I don’t know if this is a bug, because I don’t know if I’m using Hibernate correctly. Is it okay to invoke PersistenceContext.clear() while I’m iterating over the results of a ScrollableResults? If not, what’s the right way to execute a query which returns a large number of entities with constant memory?
Technical Details:
From experimentation, nullAssociations is populated with are @OneToOne mappings of the entity that is returned by the query. These are not the owning side of the relationship and are usually null. The application only runs out of memory because the query contains a “LEFT JOIN FETCH” for these null entities. If I remove the “LEFT JOIN FETCH” the query doesn’t run out of memory but the overall operation takes 30 times longer (20 hours instead of 40 minutes).

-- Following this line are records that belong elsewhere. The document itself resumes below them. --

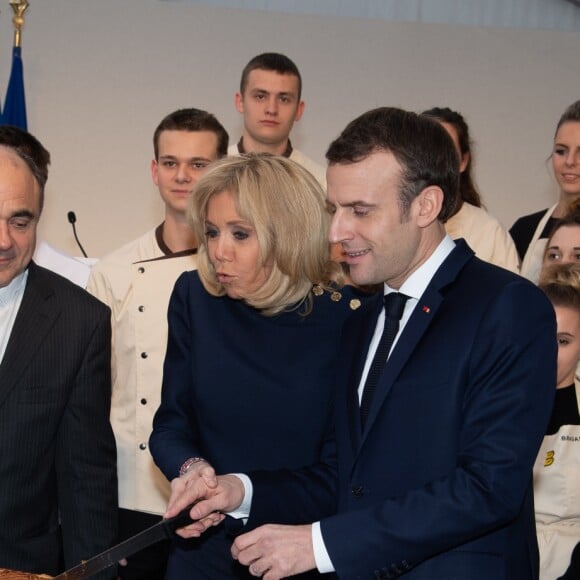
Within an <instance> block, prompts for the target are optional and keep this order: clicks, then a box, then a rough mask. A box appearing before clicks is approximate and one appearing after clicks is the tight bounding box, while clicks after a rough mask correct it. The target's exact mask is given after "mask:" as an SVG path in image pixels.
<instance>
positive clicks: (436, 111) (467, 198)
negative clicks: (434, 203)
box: [421, 107, 483, 211]
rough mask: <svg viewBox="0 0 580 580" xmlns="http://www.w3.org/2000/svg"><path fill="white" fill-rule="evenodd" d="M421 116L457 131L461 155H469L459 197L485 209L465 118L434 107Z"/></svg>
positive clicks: (475, 205) (445, 108) (461, 183)
mask: <svg viewBox="0 0 580 580" xmlns="http://www.w3.org/2000/svg"><path fill="white" fill-rule="evenodd" d="M421 114H422V115H425V116H426V117H431V118H432V119H435V120H436V121H438V122H439V123H447V124H448V125H451V126H452V127H453V128H454V129H455V132H456V133H457V140H458V142H459V149H460V150H461V155H462V156H463V155H469V158H468V160H467V165H466V166H465V169H464V170H463V171H462V172H461V174H460V176H459V195H460V197H461V199H462V200H463V201H466V202H467V203H470V204H471V205H475V206H476V207H483V202H482V201H481V195H479V191H477V188H476V187H475V179H474V177H473V154H472V153H471V138H470V137H469V127H468V126H467V122H466V120H465V118H464V117H463V115H462V114H461V113H458V112H457V111H454V110H453V109H450V108H449V107H433V108H432V109H429V110H427V111H423V112H422V113H421ZM461 205H463V204H461ZM461 205H460V204H458V207H457V211H459V210H460V209H461Z"/></svg>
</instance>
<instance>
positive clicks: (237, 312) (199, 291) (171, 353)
mask: <svg viewBox="0 0 580 580" xmlns="http://www.w3.org/2000/svg"><path fill="white" fill-rule="evenodd" d="M330 219H331V218H330V215H329V213H328V210H327V207H326V202H325V196H324V192H323V191H322V189H321V187H320V185H319V184H318V182H317V181H316V179H315V178H314V177H313V176H312V175H311V174H310V173H309V172H308V171H307V170H306V169H304V168H302V167H301V166H300V165H298V164H297V163H294V162H293V161H291V160H289V159H285V158H283V157H275V156H272V155H266V154H261V155H260V154H256V155H247V156H242V157H228V158H226V159H224V160H221V161H218V162H216V163H215V164H214V165H213V166H212V167H211V168H210V169H209V170H208V172H207V173H206V174H205V175H204V176H203V177H202V178H201V179H200V180H199V181H198V183H197V184H196V186H195V189H194V191H193V195H192V205H191V222H192V226H193V230H194V232H195V235H196V239H197V240H198V242H199V249H198V270H197V271H192V272H186V273H184V274H183V275H182V276H181V277H180V278H179V279H178V280H177V283H176V284H175V288H174V290H173V294H172V297H171V301H170V303H169V311H168V321H169V340H168V344H167V354H166V357H165V366H164V373H163V388H162V397H161V406H160V407H159V409H158V411H157V414H156V415H155V419H154V422H153V433H152V435H151V440H150V446H151V453H152V455H153V458H154V459H155V462H156V463H157V465H158V466H159V467H160V468H161V470H162V471H163V473H164V474H165V476H166V477H167V479H169V480H172V497H173V496H174V495H175V494H180V493H182V492H183V491H184V490H185V489H186V488H187V486H188V485H189V484H191V482H192V479H195V478H196V477H199V476H203V474H204V472H207V471H210V470H211V469H212V468H213V469H215V471H216V472H217V473H229V472H240V473H246V472H248V471H253V470H257V469H258V470H260V469H268V470H269V469H281V468H288V469H296V468H299V467H302V466H305V465H310V464H312V463H315V462H317V461H318V460H319V458H320V455H321V453H322V452H323V449H325V443H326V438H327V435H328V433H327V432H326V427H325V426H326V424H327V415H328V414H329V413H330V412H331V409H332V399H333V388H334V380H333V379H334V372H335V368H336V366H337V364H338V360H337V357H338V347H339V342H340V337H341V331H342V326H343V323H344V322H345V320H346V319H347V318H349V317H350V316H351V315H352V316H356V315H357V314H358V313H359V311H358V309H359V307H360V306H361V303H362V302H363V301H364V295H362V294H360V293H359V292H358V291H357V290H355V289H353V288H352V287H349V286H342V287H340V286H339V285H338V284H336V282H335V281H334V280H335V279H336V278H337V277H338V278H340V277H342V273H341V270H340V267H339V265H338V264H336V263H334V262H331V261H330V252H329V243H328V230H329V224H330ZM210 466H211V468H210ZM324 509H327V510H328V511H329V513H332V512H333V511H334V509H335V506H334V505H332V506H330V505H329V506H325V508H324ZM232 541H233V538H232V537H229V536H228V535H227V533H226V530H225V529H224V526H218V527H214V528H212V529H211V530H210V531H208V532H207V533H206V534H205V535H204V536H203V537H202V538H199V539H196V540H184V539H180V538H175V540H174V541H173V544H172V550H171V555H170V558H169V565H168V568H167V575H166V579H167V580H181V579H183V578H189V577H192V578H206V579H208V580H213V579H218V578H219V579H220V580H222V579H223V580H225V579H228V578H230V579H240V578H251V575H250V574H249V572H248V570H247V568H245V567H244V566H241V565H240V564H238V563H236V561H235V560H233V559H232V558H231V555H230V548H231V544H232Z"/></svg>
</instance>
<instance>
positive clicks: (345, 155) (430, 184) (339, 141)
mask: <svg viewBox="0 0 580 580" xmlns="http://www.w3.org/2000/svg"><path fill="white" fill-rule="evenodd" d="M381 151H383V152H388V153H392V154H393V155H394V157H395V159H396V160H397V162H398V163H399V164H400V165H401V168H402V171H401V184H400V190H399V203H400V206H401V216H402V217H405V216H406V215H407V214H408V211H409V208H410V206H411V203H412V202H413V200H414V199H415V198H416V197H417V196H418V195H419V193H421V191H423V189H425V188H426V187H428V186H430V185H435V186H438V187H440V188H441V189H442V191H443V205H442V207H441V211H440V212H439V216H438V219H439V220H440V221H441V222H445V221H446V220H447V219H448V218H449V217H450V216H451V215H453V211H454V209H455V204H456V201H457V193H458V187H459V159H458V157H457V151H456V150H455V146H454V145H453V141H452V140H451V137H450V136H449V135H448V134H447V131H445V129H444V128H443V127H442V126H441V125H440V124H439V123H438V122H437V121H435V120H433V119H430V118H428V117H423V116H420V115H417V114H415V113H410V112H408V111H403V110H402V109H397V108H394V107H381V108H378V109H373V110H372V111H368V112H366V113H364V114H363V115H361V116H360V117H358V118H356V119H355V120H354V121H351V122H350V123H349V124H348V125H347V127H346V128H345V129H344V131H343V132H342V133H341V134H340V135H339V136H338V138H337V139H335V140H334V141H333V142H332V143H331V144H330V147H329V148H328V151H327V152H326V159H327V160H328V162H329V164H330V165H332V164H337V163H341V164H342V163H357V162H359V161H362V160H363V159H366V158H367V157H369V155H372V154H373V153H377V152H381Z"/></svg>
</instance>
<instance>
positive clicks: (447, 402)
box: [169, 108, 556, 580]
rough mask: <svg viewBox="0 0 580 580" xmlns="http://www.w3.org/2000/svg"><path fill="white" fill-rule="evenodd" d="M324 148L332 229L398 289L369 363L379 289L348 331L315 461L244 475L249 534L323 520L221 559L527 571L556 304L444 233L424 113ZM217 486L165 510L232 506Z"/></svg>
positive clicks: (249, 542)
mask: <svg viewBox="0 0 580 580" xmlns="http://www.w3.org/2000/svg"><path fill="white" fill-rule="evenodd" d="M327 158H328V160H329V168H328V173H327V178H328V196H327V197H328V203H329V206H330V208H331V210H332V212H333V214H334V217H333V222H332V226H331V230H330V240H331V241H332V242H340V243H341V244H342V247H343V250H344V252H345V259H346V261H347V263H348V264H349V266H350V274H351V277H352V279H353V280H354V282H355V283H358V284H362V285H370V284H381V285H382V286H383V287H384V294H385V295H386V296H390V298H386V299H385V303H390V302H391V298H392V296H393V295H395V293H400V294H403V295H404V296H403V297H402V298H403V299H402V301H401V303H402V304H403V307H402V314H401V319H400V322H399V323H397V324H398V330H397V329H396V326H395V339H394V340H395V342H394V345H392V346H391V347H390V349H389V348H387V349H386V351H385V354H384V355H383V356H382V358H383V360H382V364H384V368H383V370H382V371H376V370H375V365H376V362H375V361H374V358H375V352H376V351H379V352H380V350H381V348H382V346H380V345H381V342H382V339H381V335H382V331H383V325H384V324H385V309H384V308H383V296H382V294H383V293H381V294H380V295H379V296H377V299H376V300H375V301H374V302H372V301H371V303H370V304H368V305H365V306H364V308H365V312H364V316H361V317H357V319H356V321H353V322H352V324H350V326H348V327H347V328H345V330H344V332H343V345H342V356H341V357H340V360H341V364H340V367H339V368H338V372H337V391H336V392H337V400H336V412H335V436H334V445H331V446H330V449H329V451H328V453H327V458H328V459H327V461H326V462H323V463H321V464H320V465H317V466H313V467H310V468H305V469H304V470H302V471H298V472H293V473H291V474H288V473H280V472H271V473H264V472H261V473H251V474H249V476H250V482H246V491H249V490H253V497H252V499H251V509H250V512H249V520H248V522H247V526H246V529H251V528H252V527H255V526H256V525H258V524H260V523H263V522H266V521H271V522H285V523H301V522H305V521H312V520H313V519H315V518H322V519H321V520H320V521H318V522H316V523H315V524H312V525H310V524H309V525H300V526H281V525H266V526H263V527H260V528H258V529H255V530H252V531H250V532H248V533H246V534H243V535H241V536H240V537H238V538H237V539H236V542H235V544H234V548H233V555H234V557H236V558H237V559H238V560H239V561H240V562H242V563H243V564H246V565H249V570H250V573H251V574H253V575H255V576H262V577H263V578H265V579H266V580H273V579H276V578H281V577H286V576H291V575H293V574H297V573H299V572H303V571H306V570H309V569H314V568H318V570H319V571H321V572H330V571H335V572H336V573H337V574H338V576H339V577H340V578H345V579H349V580H350V579H353V578H397V577H399V576H402V577H405V578H409V579H411V578H412V579H431V580H435V579H437V580H443V579H444V580H451V579H462V580H465V579H469V580H479V579H481V580H489V579H490V578H494V579H496V580H513V579H516V578H517V579H518V580H527V579H533V578H537V576H538V553H537V543H536V537H535V526H534V509H533V497H532V485H531V483H532V465H533V462H534V459H535V456H536V454H537V451H538V448H539V445H540V442H541V440H542V436H543V434H544V432H545V428H546V425H547V421H548V418H549V414H550V410H551V406H552V400H553V396H554V384H555V377H556V328H555V320H554V313H553V310H552V308H551V306H550V305H549V303H548V302H547V301H546V299H545V297H544V296H543V295H542V293H541V292H540V291H539V290H538V289H537V288H535V287H534V286H533V285H532V284H530V283H529V282H528V281H526V280H524V279H523V278H521V277H519V276H517V275H514V274H512V273H510V272H507V271H506V270H502V269H500V268H497V267H495V266H492V265H490V264H487V263H484V262H482V261H480V260H478V259H477V258H476V257H475V256H474V254H473V252H472V251H471V250H470V249H469V247H468V246H467V245H466V244H465V242H464V241H463V240H457V241H455V242H454V241H453V240H451V239H450V238H449V237H448V236H447V235H446V234H445V229H444V226H443V223H444V221H445V220H446V218H447V216H449V215H451V213H452V210H453V206H454V203H455V197H456V193H457V180H458V159H457V155H456V153H455V151H454V149H453V144H452V143H451V140H450V139H449V138H448V136H447V135H446V133H445V131H444V130H442V128H441V127H440V126H438V124H437V123H435V122H432V120H430V119H427V118H424V117H420V116H418V115H415V114H413V113H408V112H405V111H402V110H400V109H392V108H382V109H377V110H374V111H369V112H368V113H366V114H364V115H362V116H361V117H359V118H358V119H355V120H354V121H353V122H352V123H350V124H349V125H348V126H347V128H346V129H345V130H344V131H343V132H342V134H341V135H340V136H339V137H338V139H337V140H336V141H334V142H333V143H332V144H331V146H330V148H329V150H328V152H327ZM387 326H388V327H389V328H390V327H391V320H389V323H388V324H387ZM377 345H379V346H378V347H377ZM389 350H390V353H389ZM387 356H388V358H387ZM385 358H386V364H385V360H384V359H385ZM373 376H374V377H375V378H376V377H378V379H377V380H376V382H375V384H374V385H370V383H371V382H372V380H373V378H372V377H373ZM373 389H374V396H373V397H372V398H370V399H369V396H368V395H369V392H371V391H373ZM305 404H307V402H305ZM361 410H362V415H361ZM329 474H330V475H329ZM332 474H334V476H333V475H332ZM206 478H207V474H206ZM333 480H334V482H335V483H333ZM217 481H218V482H219V485H218V486H217V487H215V488H213V487H212V485H213V484H214V483H215V482H211V483H209V489H206V491H205V492H202V491H201V489H202V488H203V487H204V485H207V484H208V480H207V479H206V480H201V479H200V480H198V481H197V482H195V483H194V484H192V486H191V487H192V488H195V492H191V493H184V494H182V496H181V497H176V498H174V499H173V501H172V502H171V504H170V505H171V510H169V511H170V512H171V511H173V510H174V509H175V510H177V509H178V508H179V507H182V501H185V502H186V501H188V500H191V499H192V498H193V497H194V496H195V494H196V493H197V494H198V495H203V494H205V496H206V497H207V498H209V499H207V501H205V502H202V503H199V504H197V505H196V506H195V507H194V508H193V509H192V515H193V516H195V517H204V516H206V514H208V513H209V512H210V511H211V510H214V509H220V510H225V511H231V510H232V509H234V508H236V507H238V506H239V504H240V502H241V500H242V498H243V490H242V488H243V486H242V484H241V482H240V481H241V480H240V479H239V478H238V477H237V476H232V475H227V476H223V477H220V478H218V480H217ZM336 482H337V483H336ZM247 495H248V494H246V498H245V499H246V503H248V502H247V500H248V499H249V498H248V497H247ZM336 499H337V500H338V509H337V510H336V513H335V514H334V515H330V516H327V513H328V511H329V510H330V509H332V507H331V506H332V503H333V501H334V500H336ZM246 515H247V514H246ZM309 518H310V519H309ZM217 520H219V516H217V515H215V514H211V513H210V514H209V515H208V516H207V519H206V520H202V521H201V522H198V523H197V524H194V525H192V526H190V527H189V528H185V529H183V530H182V531H181V534H182V535H184V536H195V535H197V534H199V533H200V532H201V531H203V529H204V527H205V526H206V525H209V524H210V523H215V522H216V521H217Z"/></svg>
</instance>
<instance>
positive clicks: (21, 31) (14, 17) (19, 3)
mask: <svg viewBox="0 0 580 580" xmlns="http://www.w3.org/2000/svg"><path fill="white" fill-rule="evenodd" d="M10 6H12V10H13V11H14V17H13V18H12V23H13V24H14V47H19V46H20V37H21V36H22V27H23V26H24V12H25V11H26V9H27V8H28V6H29V4H28V0H10Z"/></svg>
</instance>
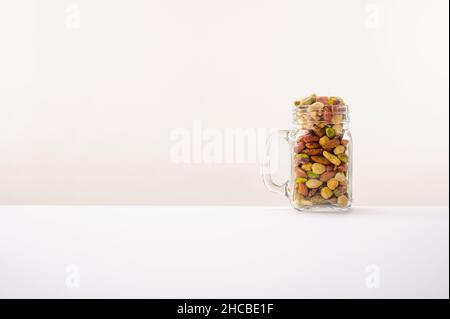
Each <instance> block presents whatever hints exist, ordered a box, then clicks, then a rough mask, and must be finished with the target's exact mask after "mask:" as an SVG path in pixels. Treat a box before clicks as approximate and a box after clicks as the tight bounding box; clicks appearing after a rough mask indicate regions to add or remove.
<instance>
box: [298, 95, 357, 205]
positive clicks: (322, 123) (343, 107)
mask: <svg viewBox="0 0 450 319" xmlns="http://www.w3.org/2000/svg"><path fill="white" fill-rule="evenodd" d="M294 104H295V106H296V107H295V111H294V112H295V113H296V114H295V119H296V121H297V124H298V126H299V128H300V129H301V130H300V132H302V134H300V136H298V137H297V138H296V142H295V146H294V153H295V154H294V177H295V196H294V199H295V201H296V203H297V205H299V206H300V207H304V206H313V205H319V206H320V205H333V206H338V207H342V208H343V207H347V206H348V205H349V198H350V196H349V193H350V192H349V191H350V190H349V187H350V185H349V172H348V165H349V164H350V163H349V149H348V148H349V140H348V139H345V138H344V136H345V132H344V128H343V124H344V122H345V121H346V116H347V106H346V105H345V103H344V101H343V100H342V99H341V98H339V97H326V96H316V95H315V94H313V95H311V96H309V97H307V98H305V99H303V100H301V101H296V102H295V103H294Z"/></svg>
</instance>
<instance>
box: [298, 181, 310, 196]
mask: <svg viewBox="0 0 450 319" xmlns="http://www.w3.org/2000/svg"><path fill="white" fill-rule="evenodd" d="M297 192H298V193H299V194H301V195H303V196H308V193H309V190H308V187H306V185H305V184H303V183H301V184H298V189H297Z"/></svg>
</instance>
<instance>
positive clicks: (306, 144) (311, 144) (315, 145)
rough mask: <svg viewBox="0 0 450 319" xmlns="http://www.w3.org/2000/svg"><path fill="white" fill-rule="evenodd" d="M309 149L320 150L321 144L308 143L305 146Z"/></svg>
mask: <svg viewBox="0 0 450 319" xmlns="http://www.w3.org/2000/svg"><path fill="white" fill-rule="evenodd" d="M305 146H306V147H307V148H320V144H319V143H306V145H305Z"/></svg>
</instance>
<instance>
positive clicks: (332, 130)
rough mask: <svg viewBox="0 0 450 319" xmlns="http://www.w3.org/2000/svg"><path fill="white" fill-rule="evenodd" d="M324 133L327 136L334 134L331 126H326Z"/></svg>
mask: <svg viewBox="0 0 450 319" xmlns="http://www.w3.org/2000/svg"><path fill="white" fill-rule="evenodd" d="M325 134H327V136H328V137H329V138H333V137H335V136H336V133H335V132H334V130H333V129H332V128H331V127H327V128H326V129H325Z"/></svg>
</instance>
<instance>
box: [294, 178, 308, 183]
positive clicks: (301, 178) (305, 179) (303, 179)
mask: <svg viewBox="0 0 450 319" xmlns="http://www.w3.org/2000/svg"><path fill="white" fill-rule="evenodd" d="M307 181H308V179H307V178H304V177H297V178H296V179H295V182H296V183H297V184H301V183H306V182H307Z"/></svg>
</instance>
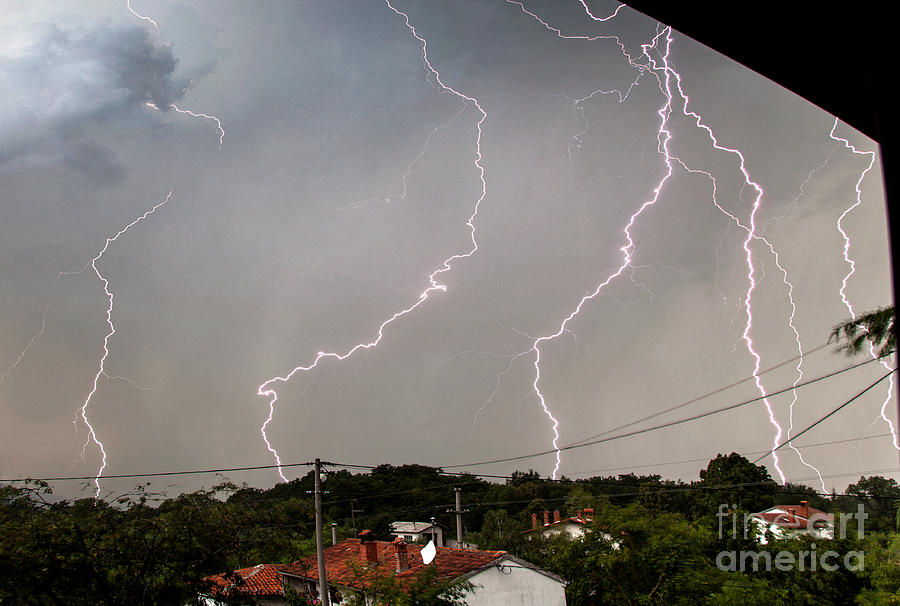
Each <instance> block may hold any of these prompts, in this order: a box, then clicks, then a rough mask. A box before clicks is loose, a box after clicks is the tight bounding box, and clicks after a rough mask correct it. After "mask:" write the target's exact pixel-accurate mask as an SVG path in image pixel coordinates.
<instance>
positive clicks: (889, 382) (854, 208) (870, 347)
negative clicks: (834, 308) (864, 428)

From code inspection, it looks like the nullAssociations map is an optimization to reduce queries in the two phase load. The “LEFT JOIN FETCH” in Phase 1 populates it. Then Phase 2 can skip trying to find the associated entity because it knows that it doesn’t exist.
In stepping through both the working and bloated versions in a debugger, the difference is that when StatefulPersistenceContext.clearAssociations() is invoked by StatefulPersistenceContext.initializeNonLazyCollections(), the good version will clear the associations, but the bloated version won’t because loadCounter == 1.
By code comparison, the difference seems to be the addition of beforeLoad/afterLoad invocations in StatefulPersisteneContext.prepareCurrentRow()
final PersistenceContext persistenceContext = getSession().getPersistenceContextInternal();
persistenceContext.beforeLoad();
try {
...
}
finally {
persistenceContext.afterLoad();
}
I don’t know how to use GitHub well, but it looks like this change was made by this PR.
This sets loadCounter==1 when initializeNonLazyCollections() invokes clearNullProperties(), which means it won’t release the nullAssociations property.
In desperation, I hacked my application to invoke PersistenceContext.afterLoad() before invoking ScrollableResults.next() and then invoke PersistenceContext.beforeLoad() to clean up. This manipulates loadCounter so that it’s zero when clearNullProperties is invoked, which tricks it into releasing the nullAssociations map. After this hack, my application seems to work correctly with the same heap usage as before.